For a while, still young and interested in my own pain as an object of the world’s attention, I grooved along on my lostness. But after a while I got tired of feeling that way. That first marriage broke up, and the novel that was to be my second was even more doomed than the marriage. I wanted to know where I came from, to retrace my steps and see if I dropped anything along the way that might serve me, now, better than I had imagined at the time of letting it go.

I started to light candles; I met and married my present wife, the grandchild of European Jewish immigrants; I abandoned the novel and began the long wandering back to a place where I could feel at home.

I kept thinking about those Jews up there in Alaska, making their Yiddish land. And I kept thinking about genre and about the books I had always thought I was going to write. And little by little at first, and then all at once, the idea began to assemble itself: I would build myself a home in my imagination as my wife and I were making a home in the world. That idea led to the writing of my novel The Yiddish Policemen’s Union, set, with a kind of rapturous apprehension, in a place where the Weinreichs’ phrase book would come in very handy indeed.

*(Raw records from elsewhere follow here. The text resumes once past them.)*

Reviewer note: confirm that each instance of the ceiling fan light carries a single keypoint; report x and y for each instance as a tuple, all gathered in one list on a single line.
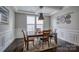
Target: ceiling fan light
[(41, 17)]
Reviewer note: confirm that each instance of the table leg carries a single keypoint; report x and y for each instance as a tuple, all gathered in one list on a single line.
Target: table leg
[(55, 37)]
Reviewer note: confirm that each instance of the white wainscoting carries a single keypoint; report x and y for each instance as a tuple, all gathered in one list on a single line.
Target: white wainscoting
[(6, 38), (71, 36)]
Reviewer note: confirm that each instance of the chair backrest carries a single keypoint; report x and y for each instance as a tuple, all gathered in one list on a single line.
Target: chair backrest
[(46, 33), (24, 35)]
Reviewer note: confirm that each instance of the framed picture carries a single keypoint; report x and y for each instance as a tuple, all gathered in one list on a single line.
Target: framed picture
[(4, 15)]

It was as I made the laborious and thrilling move from reverie to fiction that I found myself driven by the second key element, to which I alluded earlier, of being a nice Jewish boy. Because if you are a nice Jewish boy, as Ray Philip Roth has conclusively proven, you are also, on some level, a mazik: there’s a devil in you, driving you to say, and to do, and to write things that you know you must or ought not say, do, or write. Like my uncle Stan with his mischievous email, the nice Jewish boy lives in thrall, at least some of the time, to the spirit of doing things af tselokhis, out of spite, a kind of magical, Trickster spite that, like Coyote or Loki of the Northmen, is responsible for all-destruction and all creation too.

If I could outrage a few people with one little essay — how many could I piss off with an entire novel?